Il cliente deve pagare anche se il proprio difensore ha sbagliato il giudice adito, a meno che non provi che senza l'errore avrebbe vinto la causa

di Marina Crisafi - Se il legale sbaglia giudice e perde la causa, il cliente deve pagarlo comunque salvo che non fornisca la prova che se il difensore avesse agito correttamente avrebbe vinto.

È quanto ha affermato la terza sezione della Cassazione, giungendo a conclusioni diametralmente opposte rispetto alla pronuncia di pochi giorni fa su una fattispecie simile (leggi "Causa persa per la tattica sbagliata? Anche se condivisa col cliente, paga l'avvocato"), con la sentenza n. 10526 pubblicata ieri, confermando il decreto ingiuntivo ottenuto dall'avvocato nei confronti del proprio assistito per il pagamento dei compensi per l'attività professionale prestata in quattro cause diverse.

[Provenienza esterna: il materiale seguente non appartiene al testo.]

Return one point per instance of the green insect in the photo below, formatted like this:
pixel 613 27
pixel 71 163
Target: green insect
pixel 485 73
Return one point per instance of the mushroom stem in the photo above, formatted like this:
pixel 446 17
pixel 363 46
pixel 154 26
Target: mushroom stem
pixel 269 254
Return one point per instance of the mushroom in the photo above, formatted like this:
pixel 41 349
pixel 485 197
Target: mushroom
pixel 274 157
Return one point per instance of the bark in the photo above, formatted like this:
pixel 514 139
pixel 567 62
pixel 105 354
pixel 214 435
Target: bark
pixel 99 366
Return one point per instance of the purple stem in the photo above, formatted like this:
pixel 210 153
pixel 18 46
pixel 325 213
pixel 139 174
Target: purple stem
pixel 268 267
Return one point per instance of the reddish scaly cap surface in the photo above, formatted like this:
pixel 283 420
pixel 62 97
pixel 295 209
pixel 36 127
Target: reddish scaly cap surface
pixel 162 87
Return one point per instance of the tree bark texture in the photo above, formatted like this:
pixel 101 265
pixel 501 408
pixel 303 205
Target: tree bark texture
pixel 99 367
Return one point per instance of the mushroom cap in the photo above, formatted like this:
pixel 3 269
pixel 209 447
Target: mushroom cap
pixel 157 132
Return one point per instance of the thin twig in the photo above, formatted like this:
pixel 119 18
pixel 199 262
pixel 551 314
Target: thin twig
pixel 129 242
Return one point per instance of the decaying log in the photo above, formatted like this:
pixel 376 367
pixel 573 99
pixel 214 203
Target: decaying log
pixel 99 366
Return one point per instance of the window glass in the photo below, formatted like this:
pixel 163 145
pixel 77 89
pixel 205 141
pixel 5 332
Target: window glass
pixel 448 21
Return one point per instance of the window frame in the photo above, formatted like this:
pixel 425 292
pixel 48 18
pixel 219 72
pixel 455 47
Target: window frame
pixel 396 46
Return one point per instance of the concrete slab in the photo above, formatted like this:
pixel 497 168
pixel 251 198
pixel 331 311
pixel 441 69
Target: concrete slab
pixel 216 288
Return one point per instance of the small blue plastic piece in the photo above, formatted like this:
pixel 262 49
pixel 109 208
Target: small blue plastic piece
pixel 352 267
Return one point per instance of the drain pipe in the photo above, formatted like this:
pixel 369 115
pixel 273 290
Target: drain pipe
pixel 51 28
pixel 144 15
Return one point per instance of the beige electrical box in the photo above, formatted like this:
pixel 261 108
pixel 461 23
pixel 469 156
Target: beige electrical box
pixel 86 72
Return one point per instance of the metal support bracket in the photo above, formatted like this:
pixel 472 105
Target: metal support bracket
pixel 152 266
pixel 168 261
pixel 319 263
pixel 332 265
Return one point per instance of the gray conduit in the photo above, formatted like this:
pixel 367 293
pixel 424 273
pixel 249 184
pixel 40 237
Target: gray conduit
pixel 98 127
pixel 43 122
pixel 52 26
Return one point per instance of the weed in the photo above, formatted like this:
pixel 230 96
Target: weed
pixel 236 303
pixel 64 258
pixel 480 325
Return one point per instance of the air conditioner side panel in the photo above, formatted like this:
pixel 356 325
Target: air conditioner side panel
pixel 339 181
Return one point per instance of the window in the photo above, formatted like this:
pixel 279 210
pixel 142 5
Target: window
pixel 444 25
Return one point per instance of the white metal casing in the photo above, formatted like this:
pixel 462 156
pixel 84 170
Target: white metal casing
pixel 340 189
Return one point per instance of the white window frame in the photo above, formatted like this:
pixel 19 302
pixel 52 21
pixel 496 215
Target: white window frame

Proprio da una di queste traeva origine il fulcro della vicenda, considerato che il professionista in uno dei giudizi in cui aveva difeso l'assistito nonostante la presenza di una clausola compromissoria per arbitrato irrituale introduceva erroneamente la domanda innanzi al giudice ordinario, con l'ovvia conseguenza della dichiarata improponibilità della domanda.

Naturale allora la doglianza del cliente che sosteneva che se l'azione fosse stata correttamente proposta davanti al collegio arbitrale, la sua domanda sarebbe stata accolta, chiedendo quindi la revoca del decreto ingiuntivo opposto e domandando la condanna dell'avvocato al pagamento in suo favore del risarcimento dei danni subiti.

Indubbiamente una lamentela fondata.

Peccato, però, che, ha osservato la Cassazione, in materia di responsabilità del prestatore d'opera intellettuale nei confronti del proprio cliente, la negligenza nello svolgimento "dell'attività professionale presuppone la prova del danno e del nesso causale fra la condotta del professionista e il pregiudizio del cliente".

Qualora si tratti dell'attività dell'avvocato, l'affermazione della responsabilità per colpa professionale, ha proseguito la S.C., implica una "valutazione prognostica positiva circa il probabile esito favorevole dell'azione giudiziale che avrebbe dovuto essere proposta e diligentemente seguita; tale giudizio da compiere sulla base di una valutazione, necessariamente probabilistica, è riservato al giudice del merito, con decisione non sindacabile in sede di legittimità se adeguatamente motivata e immune da vizi logici".

Decisiva, dunque, ai fini del rigetto del ricorso, come correttamente valutato dalla Corte d'appello, la mancanza della prova da parte dell'assistito, il quale si era limitato ad una "censura tautologica", affermando che se la domanda fosse stata proposta davanti al collegio arbitrale, avrebbe avuto "seria e concreta probabilità di riuscita".

Non basta una simile affermazione a superare la motivazione di rigetto, tanto più che il ricorso, ha concluso la S.C., "non fornisce alcuna indicazione relativa ai successivi sviluppi della causa davanti al collegio arbitrale".